First, because I knew Io and not Lua. I had gotten interested in Io years before. Io was actually my first dynamic language, not Python or Ruby or Javascript. I stopped using Io for a few years when I moved on to other things, but _why's article "Io Has a Very Clean Mirror" brought it back to mind.
I seriously considered Lua but I felt object orientation needs to be incorporated very fundamentally in a language. I had previous experience with mIRC which shares Lua's idea of "everything is a table", and while mIRC is no doubt productive I felt tables would be a step backwards compared to Io's objects.
At the time I started, the C/C++ binding frameworks for Lua were not as mature as they are now, not as numerous, or I simply wasn't aware of them.

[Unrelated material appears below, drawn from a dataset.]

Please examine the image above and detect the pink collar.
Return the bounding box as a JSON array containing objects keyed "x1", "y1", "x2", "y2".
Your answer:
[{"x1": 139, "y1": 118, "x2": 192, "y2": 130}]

From a language aesthetic standpoint my decision came down to Io, or Ruby, but I looked at the C Ruby source code and it didn't seem very suited to embedding. For instance the official implementation of Ruby had some dependence on global/static variables which precluded the idea of running multiple instances of the VM in a process. Io allows this, although I haven't used it yet; I plan to use it to support threading, one VM per thread. And basically the Ruby interpreter codebase wants to own main() and call my code as a library; I wanted to own main() and call the interpreter as a library. Io supports this, and it's codebase is smaller.